I'm one of those every-day weighers. I like to know, even with all the fluctuations. For me, it helps me stay on track.
A few months ago, I had a brief dip into the 120s. The scale hit 129. But it didn't last.
Last week I had one of those flukey weigh-ins. For no reason whatsoever, my weight dropped from 131 to 127. What?!?! I've been running again and doing better with my eating, but dropping 4 pounds in a day is not normal. So I expected to see a jump again the next day, and I did. Up to 129. WOOHOO still in the 120s!! And then for no apparent reason I'm back up to 131. Darn, bye-bye, 120s, see you again soon!

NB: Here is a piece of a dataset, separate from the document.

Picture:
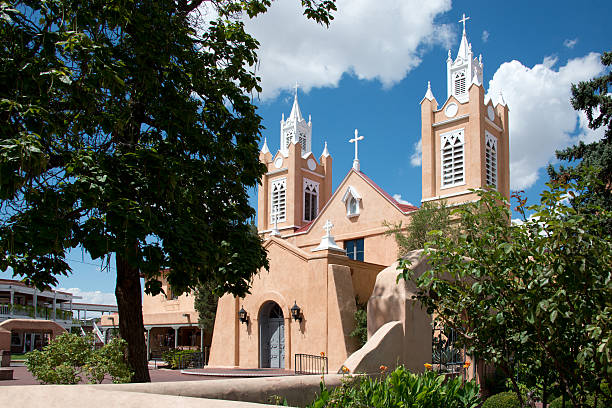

Soon, very soon, I will get back into the 120s, not by fluke, but through hard work and dedication. I will get there! 129...128...127...126...125..............
Wednesday, June 12, 2013
Someone requested an update about my little talk at work about Sparkpeople. Here it is!
It was a very informal affair, with about 12 people attending. First a guy came and spoke about his bootcamp exercise program. Then I spoke about Sparkpeople, and another guy spoke about loseit.com and fitbit.
It went very well. I showed them how to enter food in the food tracker and exercise in the exercise tracker. And I showed some other features that I use a lot, like trivia, articles, and teams. I was glad for the opportunity to spread the word!
I have to say I was curious about loseit.com after the guy's presentation. One nice thing about that is you can see at a glance your calories in and calories expended. I'm not sure if that's a good way to do it or not, but it seemed convenient to have it all summarized on one page. So... I wandered over to loseit.com and created an account. AHEM. It recommended something crazy like 750 calories a day for me. (STRIKE ONE!) I thought maybe that was taking into account exercise, as in, "If you exercise for 3 hours today, you may eat another morsel." So I proceeded to try to enter my calories for breakfast. AHEM. Kashi cereal - searched and found. Milk - searched and found. Trader Joe's hazelnut creamer - NOT IN THEIR DATABASE. (STRIKE TWO!) I closed my account.
I am still curious about the fitbit though. I might look into that -- AND the bootcamp.